When you first buy a home, there are WOW factors that make a house valuable to you. Those hardwood floors, great school districts, and huge backyards that make you sign on that dotted line.

Insurance companies want to protect your investment, but their criteria for value may be different from yours. Many factors go into determining the cost to insure a home. The weight of each factor can vary from company to company, but the thread that ties most insurance companies together when considering value is the replacement cost of the home.

Replacement Cost Versus Real Estate Valuation

The replacement cost does not consider the price of the land, rather an algorithm measures the cost of materials and labor it will take to rebuild the home to the specs at the moment before a loss occurs. This value of the primary structure is then used to determine how much a company will cover for detached structures, contents, and additional living expenses.

Read: How Much Homeowner's Insurance Do I Need?

Factors That Determine the Value of Your Home

It may seem that your broker or agent is bombarding you with a long list of question about your home for no reason, but each of the following specs affects the cost to rebuild your home:

  • Home Type

Detached structure, mobile home, or townhouse?

  • Year the house was built

The age of the home will determine if certain upgrades will need to be made during the rebuild—your house may have had aluminum now, but that isn’t up to code today.

  • Square Footage

The larger the house, the more expensive it is to rebuild.

  • Finished or Unfinished Basement

If your basement is finished, the rebuild cost factors in the labor and material to carpet and drywall the basement again

  • Attached or Detached Garage

Attached garages are calculated as a part of the rebuild cost of the house, but detached structures are valued separately as a percentage of the primary structure’s rebuild cost.

  • Number of Stories

A simple bungalow with an unfinished basement is less complicated and less expensive to rebuild than, for example, a tri-level split over an attached garage.

Read: Breaking Down Your Homeowner's Insurance Policy, From Coverage A to Coverage E

  • Number of Bathrooms

How many half or full bathrooms are in your home? Any bathrooms in the basement?

  • Roof Type

A metal roof with a life-proof warranty may be more difficult and costly to replace than a regular shingled roof.

  • Exterior Wall Type

If your home is the log cabin of your dreams, the cost to ship in the lumber will be higher compared to contemporary vinyl siding.

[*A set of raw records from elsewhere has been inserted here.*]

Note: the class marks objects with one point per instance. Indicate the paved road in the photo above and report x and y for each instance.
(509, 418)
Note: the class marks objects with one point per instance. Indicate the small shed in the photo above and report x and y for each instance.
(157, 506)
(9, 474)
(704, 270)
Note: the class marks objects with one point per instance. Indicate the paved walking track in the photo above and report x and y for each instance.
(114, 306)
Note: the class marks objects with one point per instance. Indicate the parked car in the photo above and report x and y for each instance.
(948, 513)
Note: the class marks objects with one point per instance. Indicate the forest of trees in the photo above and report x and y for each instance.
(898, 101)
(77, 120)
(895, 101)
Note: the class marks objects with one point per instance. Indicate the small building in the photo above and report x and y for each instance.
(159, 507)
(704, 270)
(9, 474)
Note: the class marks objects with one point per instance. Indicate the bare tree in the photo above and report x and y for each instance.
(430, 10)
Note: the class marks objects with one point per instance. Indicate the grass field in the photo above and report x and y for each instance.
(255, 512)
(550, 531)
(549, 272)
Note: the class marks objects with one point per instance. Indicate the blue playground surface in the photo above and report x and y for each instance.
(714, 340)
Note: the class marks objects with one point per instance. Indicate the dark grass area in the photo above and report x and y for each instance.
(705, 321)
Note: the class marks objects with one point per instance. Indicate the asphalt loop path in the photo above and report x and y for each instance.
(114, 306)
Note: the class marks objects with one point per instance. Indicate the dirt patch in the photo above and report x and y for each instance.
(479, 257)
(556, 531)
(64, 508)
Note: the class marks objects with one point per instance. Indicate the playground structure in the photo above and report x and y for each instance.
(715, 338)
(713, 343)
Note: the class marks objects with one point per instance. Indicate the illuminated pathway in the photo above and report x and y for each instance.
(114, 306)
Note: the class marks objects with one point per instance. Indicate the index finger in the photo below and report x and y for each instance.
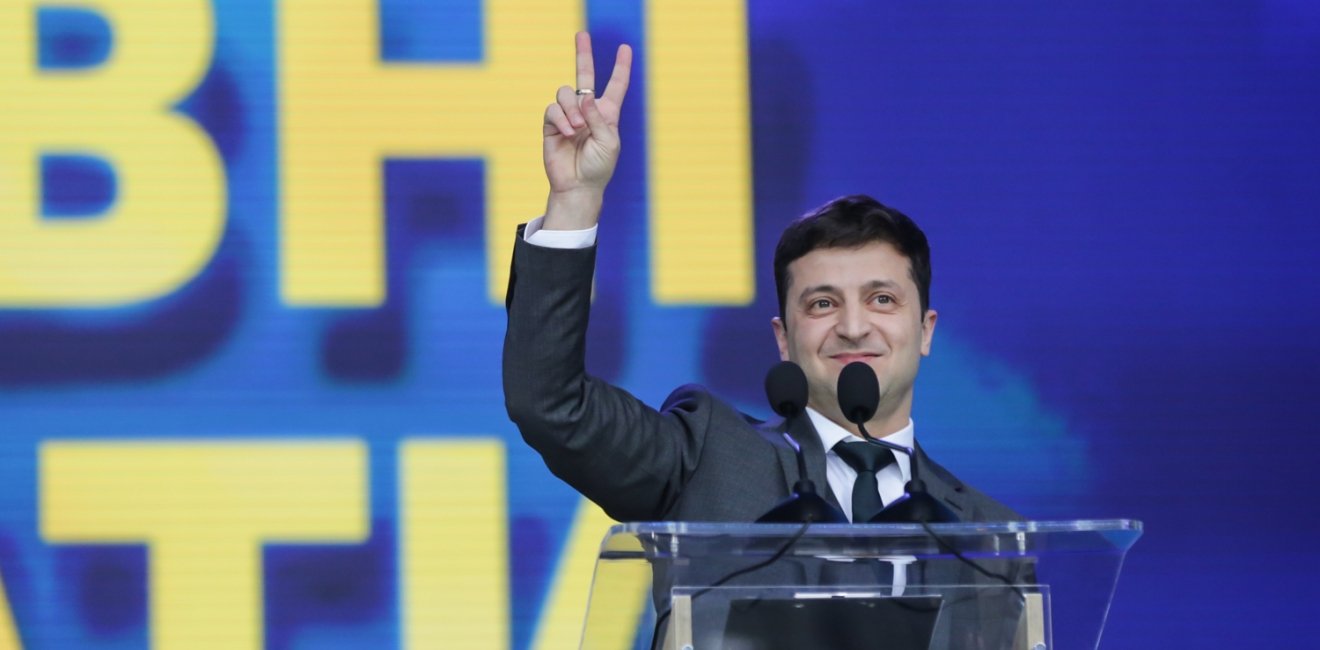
(586, 68)
(618, 85)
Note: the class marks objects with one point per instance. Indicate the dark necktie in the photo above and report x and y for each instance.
(866, 459)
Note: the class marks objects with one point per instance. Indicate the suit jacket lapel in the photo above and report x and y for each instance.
(807, 437)
(943, 485)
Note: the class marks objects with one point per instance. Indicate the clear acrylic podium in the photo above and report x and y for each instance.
(1019, 585)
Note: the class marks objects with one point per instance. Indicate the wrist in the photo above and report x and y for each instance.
(573, 210)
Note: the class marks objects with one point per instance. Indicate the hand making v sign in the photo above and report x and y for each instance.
(581, 145)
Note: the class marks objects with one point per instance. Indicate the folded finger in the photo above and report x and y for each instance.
(556, 122)
(599, 126)
(568, 101)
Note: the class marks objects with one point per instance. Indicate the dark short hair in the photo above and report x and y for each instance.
(852, 222)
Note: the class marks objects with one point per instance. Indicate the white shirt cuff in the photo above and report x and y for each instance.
(533, 234)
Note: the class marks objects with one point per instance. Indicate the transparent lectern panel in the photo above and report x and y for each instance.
(1022, 584)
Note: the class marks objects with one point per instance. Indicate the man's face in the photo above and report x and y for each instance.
(856, 304)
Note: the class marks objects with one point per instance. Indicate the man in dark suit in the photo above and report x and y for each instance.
(853, 283)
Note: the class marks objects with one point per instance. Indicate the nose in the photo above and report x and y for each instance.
(853, 324)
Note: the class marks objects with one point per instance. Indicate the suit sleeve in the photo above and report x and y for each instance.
(628, 459)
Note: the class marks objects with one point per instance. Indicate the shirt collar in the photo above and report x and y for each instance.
(832, 433)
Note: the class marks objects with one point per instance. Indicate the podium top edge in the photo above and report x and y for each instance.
(776, 530)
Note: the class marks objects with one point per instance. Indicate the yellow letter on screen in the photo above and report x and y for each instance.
(621, 591)
(453, 544)
(203, 510)
(169, 208)
(8, 633)
(342, 111)
(698, 152)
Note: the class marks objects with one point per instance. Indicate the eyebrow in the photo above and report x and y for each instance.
(830, 288)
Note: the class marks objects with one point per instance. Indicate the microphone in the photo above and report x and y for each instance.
(786, 389)
(858, 398)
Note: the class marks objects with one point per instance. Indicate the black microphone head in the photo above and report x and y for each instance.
(786, 389)
(858, 393)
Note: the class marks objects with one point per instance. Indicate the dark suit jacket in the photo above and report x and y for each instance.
(696, 459)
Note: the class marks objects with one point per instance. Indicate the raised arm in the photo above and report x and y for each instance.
(581, 144)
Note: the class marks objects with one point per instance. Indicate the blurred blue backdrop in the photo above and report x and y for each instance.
(1121, 200)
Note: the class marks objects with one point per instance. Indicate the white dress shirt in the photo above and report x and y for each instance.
(533, 234)
(841, 476)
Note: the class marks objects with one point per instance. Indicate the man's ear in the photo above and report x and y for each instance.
(780, 337)
(928, 330)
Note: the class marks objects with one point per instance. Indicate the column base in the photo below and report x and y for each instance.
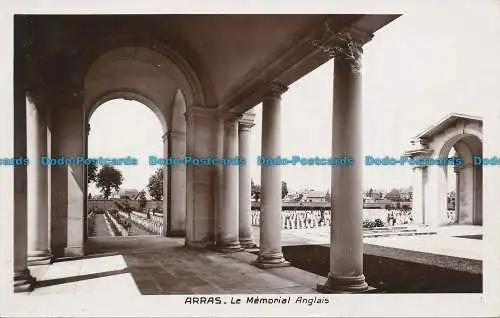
(40, 258)
(76, 251)
(230, 247)
(270, 261)
(247, 243)
(198, 244)
(178, 233)
(345, 285)
(23, 281)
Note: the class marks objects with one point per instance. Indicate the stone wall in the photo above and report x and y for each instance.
(101, 204)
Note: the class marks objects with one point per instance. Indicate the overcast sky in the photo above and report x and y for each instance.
(426, 64)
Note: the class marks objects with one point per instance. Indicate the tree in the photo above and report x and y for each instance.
(255, 191)
(142, 200)
(370, 192)
(91, 173)
(109, 178)
(284, 189)
(393, 195)
(155, 184)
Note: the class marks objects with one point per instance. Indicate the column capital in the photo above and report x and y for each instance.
(274, 90)
(247, 121)
(228, 117)
(197, 110)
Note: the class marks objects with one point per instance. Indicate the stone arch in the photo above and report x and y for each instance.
(464, 134)
(127, 94)
(468, 187)
(144, 75)
(197, 94)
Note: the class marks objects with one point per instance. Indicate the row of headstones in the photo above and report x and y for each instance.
(157, 218)
(112, 220)
(298, 219)
(152, 226)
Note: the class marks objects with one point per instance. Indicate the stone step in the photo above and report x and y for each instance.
(386, 234)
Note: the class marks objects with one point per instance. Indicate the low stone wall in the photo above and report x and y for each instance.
(298, 219)
(154, 225)
(93, 204)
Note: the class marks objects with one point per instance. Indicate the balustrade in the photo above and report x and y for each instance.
(298, 219)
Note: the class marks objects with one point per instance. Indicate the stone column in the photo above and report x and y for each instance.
(165, 203)
(200, 204)
(418, 195)
(38, 208)
(86, 182)
(245, 201)
(219, 180)
(176, 198)
(68, 182)
(346, 232)
(229, 219)
(23, 281)
(270, 254)
(456, 169)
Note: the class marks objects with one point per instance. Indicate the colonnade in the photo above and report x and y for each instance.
(346, 249)
(227, 208)
(31, 184)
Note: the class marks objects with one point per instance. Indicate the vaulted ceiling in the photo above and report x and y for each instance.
(225, 52)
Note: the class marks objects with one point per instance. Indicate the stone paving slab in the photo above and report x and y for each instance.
(155, 265)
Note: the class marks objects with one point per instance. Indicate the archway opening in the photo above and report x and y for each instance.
(464, 180)
(125, 191)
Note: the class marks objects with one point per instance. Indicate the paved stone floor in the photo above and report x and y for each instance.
(152, 265)
(446, 242)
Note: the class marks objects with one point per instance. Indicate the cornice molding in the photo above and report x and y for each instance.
(255, 82)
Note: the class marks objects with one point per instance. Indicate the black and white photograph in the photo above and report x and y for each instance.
(264, 159)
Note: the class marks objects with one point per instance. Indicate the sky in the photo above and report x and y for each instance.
(426, 64)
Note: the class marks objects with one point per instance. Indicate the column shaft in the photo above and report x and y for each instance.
(457, 196)
(229, 221)
(38, 209)
(418, 196)
(23, 281)
(246, 239)
(219, 180)
(166, 176)
(346, 235)
(270, 254)
(176, 198)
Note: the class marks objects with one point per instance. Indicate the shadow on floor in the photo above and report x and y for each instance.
(72, 279)
(389, 275)
(474, 237)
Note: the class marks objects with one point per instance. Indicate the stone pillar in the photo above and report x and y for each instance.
(270, 254)
(68, 181)
(229, 219)
(245, 201)
(86, 188)
(23, 281)
(165, 204)
(219, 180)
(346, 232)
(418, 196)
(176, 197)
(200, 221)
(456, 169)
(38, 208)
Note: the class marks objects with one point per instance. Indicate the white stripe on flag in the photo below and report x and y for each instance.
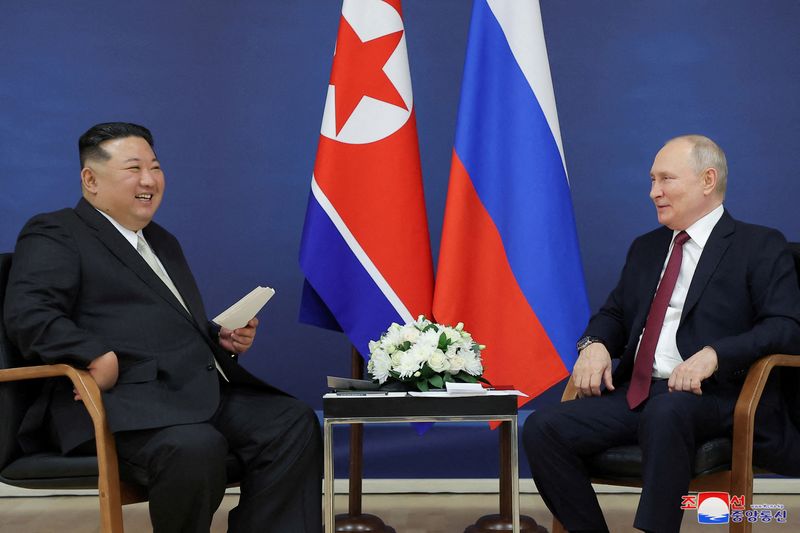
(521, 22)
(359, 252)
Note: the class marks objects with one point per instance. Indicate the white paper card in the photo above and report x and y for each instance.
(240, 313)
(464, 388)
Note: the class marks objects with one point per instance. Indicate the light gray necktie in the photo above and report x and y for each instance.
(150, 258)
(147, 254)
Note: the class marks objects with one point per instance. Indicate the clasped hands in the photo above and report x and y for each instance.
(105, 369)
(593, 369)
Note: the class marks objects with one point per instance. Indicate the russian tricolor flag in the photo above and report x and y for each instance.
(365, 249)
(509, 263)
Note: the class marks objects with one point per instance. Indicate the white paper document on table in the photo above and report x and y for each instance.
(460, 390)
(237, 315)
(364, 394)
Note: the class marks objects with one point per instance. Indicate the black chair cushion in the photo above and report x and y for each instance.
(625, 462)
(55, 471)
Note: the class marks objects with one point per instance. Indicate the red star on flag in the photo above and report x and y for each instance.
(358, 71)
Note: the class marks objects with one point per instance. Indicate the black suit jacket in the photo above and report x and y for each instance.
(743, 301)
(78, 289)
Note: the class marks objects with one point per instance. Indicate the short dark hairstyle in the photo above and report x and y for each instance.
(89, 142)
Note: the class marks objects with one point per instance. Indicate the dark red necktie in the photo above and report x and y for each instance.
(643, 367)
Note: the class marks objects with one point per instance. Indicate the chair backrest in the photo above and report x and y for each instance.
(15, 397)
(790, 377)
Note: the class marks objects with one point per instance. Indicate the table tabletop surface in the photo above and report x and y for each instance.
(381, 406)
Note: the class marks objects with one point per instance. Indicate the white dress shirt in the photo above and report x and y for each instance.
(667, 356)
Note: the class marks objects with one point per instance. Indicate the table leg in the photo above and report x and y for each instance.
(328, 473)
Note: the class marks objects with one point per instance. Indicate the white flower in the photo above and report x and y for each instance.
(379, 366)
(429, 339)
(438, 361)
(410, 334)
(407, 366)
(473, 366)
(457, 364)
(403, 351)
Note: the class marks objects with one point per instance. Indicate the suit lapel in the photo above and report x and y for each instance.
(127, 254)
(179, 273)
(715, 248)
(652, 265)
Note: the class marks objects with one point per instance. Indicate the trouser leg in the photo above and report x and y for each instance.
(670, 427)
(557, 439)
(184, 470)
(278, 440)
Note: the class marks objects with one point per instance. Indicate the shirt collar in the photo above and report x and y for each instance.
(131, 236)
(701, 230)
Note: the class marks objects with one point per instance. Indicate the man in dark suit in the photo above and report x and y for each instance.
(103, 287)
(699, 300)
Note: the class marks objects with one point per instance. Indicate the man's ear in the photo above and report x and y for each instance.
(88, 180)
(709, 181)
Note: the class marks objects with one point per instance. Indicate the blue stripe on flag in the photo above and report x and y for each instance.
(341, 281)
(512, 158)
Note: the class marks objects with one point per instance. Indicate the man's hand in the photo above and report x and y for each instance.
(688, 375)
(104, 370)
(238, 340)
(592, 367)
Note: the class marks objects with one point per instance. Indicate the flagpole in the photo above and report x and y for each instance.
(355, 520)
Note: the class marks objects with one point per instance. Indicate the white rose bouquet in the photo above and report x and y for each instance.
(426, 355)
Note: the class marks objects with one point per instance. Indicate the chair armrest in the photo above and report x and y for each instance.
(570, 391)
(745, 411)
(744, 415)
(85, 385)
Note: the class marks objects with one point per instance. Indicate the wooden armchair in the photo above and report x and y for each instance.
(721, 464)
(19, 384)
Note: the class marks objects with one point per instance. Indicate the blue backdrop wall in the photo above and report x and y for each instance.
(234, 93)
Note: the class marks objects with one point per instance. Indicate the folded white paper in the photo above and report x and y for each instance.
(240, 313)
(464, 388)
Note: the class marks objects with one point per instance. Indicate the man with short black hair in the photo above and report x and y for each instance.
(103, 287)
(699, 300)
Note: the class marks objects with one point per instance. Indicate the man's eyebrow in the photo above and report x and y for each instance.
(136, 159)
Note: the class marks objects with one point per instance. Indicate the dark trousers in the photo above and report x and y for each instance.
(668, 427)
(275, 437)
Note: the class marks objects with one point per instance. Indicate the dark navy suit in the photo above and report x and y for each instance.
(744, 302)
(78, 289)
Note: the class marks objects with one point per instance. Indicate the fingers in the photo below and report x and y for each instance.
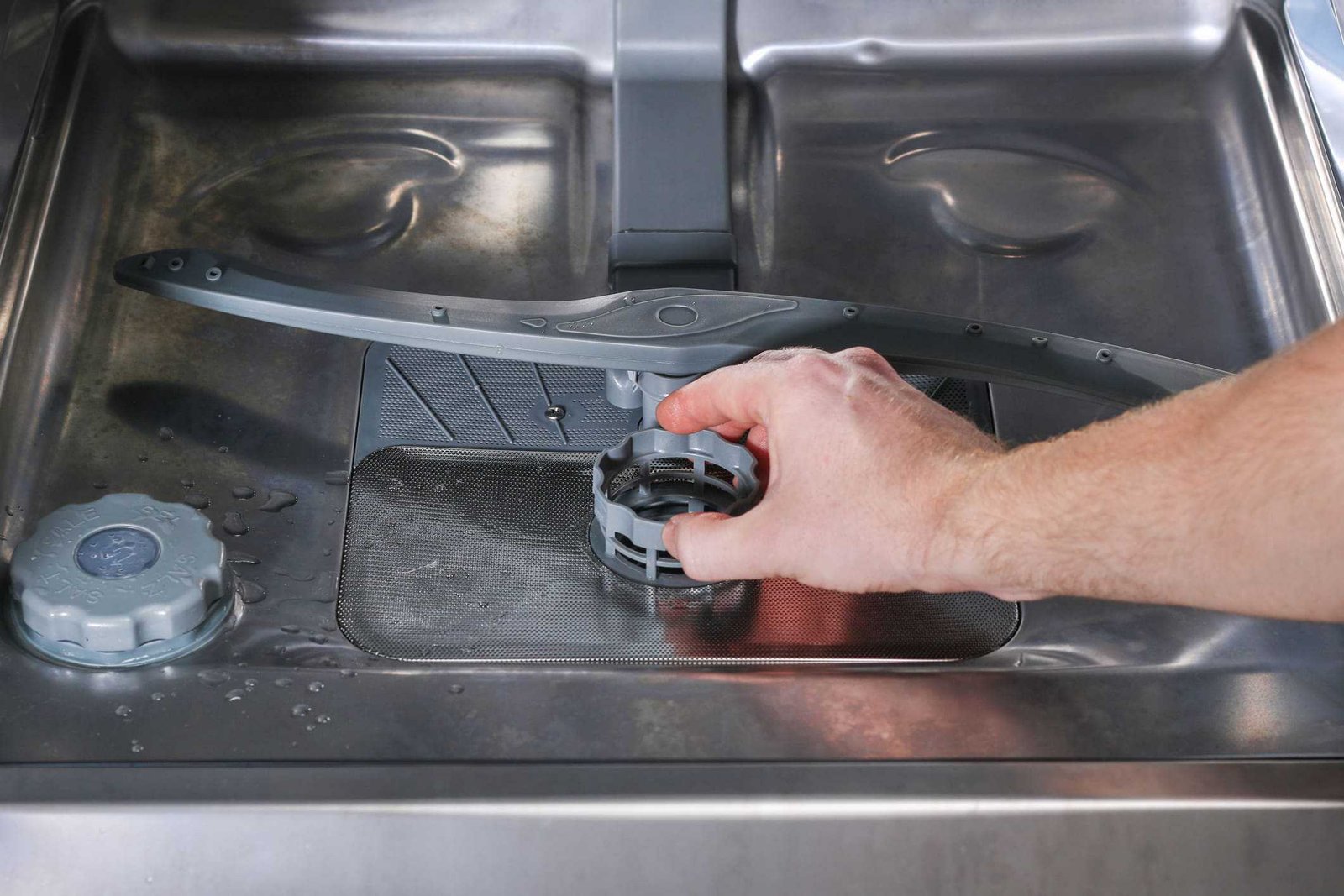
(732, 396)
(714, 547)
(736, 396)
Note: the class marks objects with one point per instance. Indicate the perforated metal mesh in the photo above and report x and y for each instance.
(483, 555)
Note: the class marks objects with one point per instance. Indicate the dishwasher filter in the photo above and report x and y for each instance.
(468, 539)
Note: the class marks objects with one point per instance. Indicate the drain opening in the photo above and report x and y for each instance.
(652, 477)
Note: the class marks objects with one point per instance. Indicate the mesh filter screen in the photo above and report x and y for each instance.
(483, 555)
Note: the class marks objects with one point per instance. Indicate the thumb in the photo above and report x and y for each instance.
(714, 547)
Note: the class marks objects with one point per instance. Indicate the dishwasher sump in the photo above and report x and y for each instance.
(481, 553)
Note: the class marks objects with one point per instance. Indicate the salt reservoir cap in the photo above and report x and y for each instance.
(118, 574)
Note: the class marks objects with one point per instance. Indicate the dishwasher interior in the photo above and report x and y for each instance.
(407, 530)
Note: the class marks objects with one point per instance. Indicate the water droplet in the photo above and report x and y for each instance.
(277, 501)
(250, 591)
(213, 678)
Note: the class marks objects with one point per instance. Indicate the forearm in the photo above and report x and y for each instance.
(1230, 497)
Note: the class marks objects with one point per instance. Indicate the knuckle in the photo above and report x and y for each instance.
(864, 356)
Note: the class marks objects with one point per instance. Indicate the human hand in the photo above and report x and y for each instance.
(860, 470)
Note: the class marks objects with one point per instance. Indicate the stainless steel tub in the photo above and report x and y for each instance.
(1147, 174)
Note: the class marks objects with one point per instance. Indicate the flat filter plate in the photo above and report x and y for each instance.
(481, 555)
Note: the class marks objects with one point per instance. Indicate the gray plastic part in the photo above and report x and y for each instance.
(669, 90)
(622, 390)
(114, 575)
(636, 483)
(417, 396)
(629, 331)
(654, 389)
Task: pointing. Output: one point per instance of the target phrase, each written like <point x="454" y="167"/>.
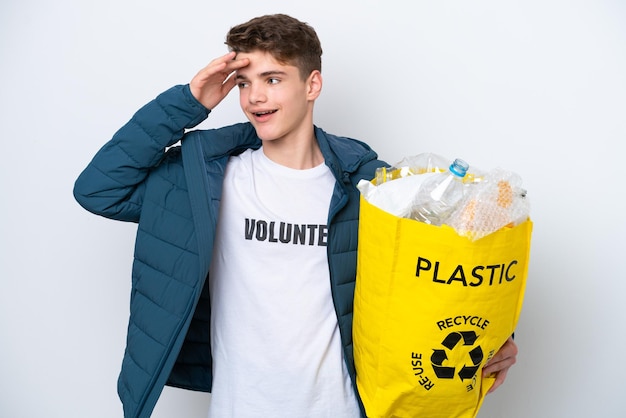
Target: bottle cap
<point x="459" y="167"/>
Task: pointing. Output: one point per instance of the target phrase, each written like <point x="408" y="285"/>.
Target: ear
<point x="314" y="85"/>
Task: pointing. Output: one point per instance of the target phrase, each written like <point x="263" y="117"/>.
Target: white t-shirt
<point x="274" y="335"/>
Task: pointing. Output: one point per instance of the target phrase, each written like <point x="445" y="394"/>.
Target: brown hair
<point x="288" y="40"/>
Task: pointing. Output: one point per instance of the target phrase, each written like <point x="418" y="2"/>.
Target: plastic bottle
<point x="438" y="195"/>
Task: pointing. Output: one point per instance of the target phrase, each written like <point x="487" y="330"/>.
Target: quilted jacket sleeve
<point x="112" y="184"/>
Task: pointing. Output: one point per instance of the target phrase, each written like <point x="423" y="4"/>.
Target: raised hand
<point x="215" y="81"/>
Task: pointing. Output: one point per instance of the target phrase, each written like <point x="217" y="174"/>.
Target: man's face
<point x="275" y="99"/>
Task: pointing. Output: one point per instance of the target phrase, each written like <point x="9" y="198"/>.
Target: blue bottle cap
<point x="459" y="167"/>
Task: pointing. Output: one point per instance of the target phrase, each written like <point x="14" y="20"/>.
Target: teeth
<point x="264" y="113"/>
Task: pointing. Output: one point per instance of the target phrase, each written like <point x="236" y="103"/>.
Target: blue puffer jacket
<point x="174" y="197"/>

  • The Shape of the House

Square and rectangle-shaped houses are most common and the least expensive to rebuild. L-shaped or other irregular shapes are more costly to build. Often, contemporary homes have custom cutouts and window boxes that may affect the cost to rebuild.

  • Detached Structures

For example, garages, sheds, gazebos, and greenhouses. These are calculated as a separate value than the primary dwelling rebuild cost, but it’s important to mention them as you would likely want them replaced in the event of a loss.

  • Postal Code Region

Where you live determines the classification of the area. Remote, rural, city and costal resort towns all have different costs determined by how easy or difficult it is to find and transport materials to rebuild the house.

For example, if you lived in a very remote area that was only accessible in the summer and did not have any construction companies in the area, the cost to rebuild would be affected by having to ship the material and get the workers out to your property to rebuild the house.

If you are unsure of this information, your real estate agent should have some insight. You can also have the home inspected—this process should also verify the plumbing, electrical, and heating information that your broker or agent may also ask you.

How does the Replacement Cost affect your insurance premiums?

All of this information is put into a cost evaluation system that determines the rebuild or replacement cost. The evaluator algorithm that each company uses varies, so if you are shopping around, note what the agent reports as the cost to rebuild the house.

The higher the cost to rebuild the house, the more the insurance premium will be.

However, you never want to lie about the specs of your home just to save a few dollars on your yearly insurance premiums. In the case of a total loss, you need the value of the house to be high enough to cover the mortgage—you wouldn't want to get stuck in a situation where you're stuck paying out your mortgage on a home you just lost.

Read: How Insurance Companies Calculate Your Home Insurance Premiums

You also want to make sure that your house is rebuilt to the same quality that it was before the loss. If you love your double-car garage and sweet finished basement now, so you'll want it back after a loss as well.

Most companies offer guaranteed replacement cost on the home. That means they do not take depreciation of the home into account when determining how much they will pay out in the event of a claim. The qualification for replacement cost varies from company to company and is usually determined by the type and age of the home.

If you feel that the replacement cost is not accurate after your broker or agent has collected this information, you can also get a home evaluation done by an independent third party. The value that this third-party evaluator comes up with can be presented to the insurance company to make sure you’re fully compensated in the event of a claim.

Insurance is about protecting what is most important to you, so it’s important to know these specs and have them on hand when you’re talking to your broker or agent. Buying property is one of the most expensive purchases of your life, so insuring it at the proper value means protecting your financial future.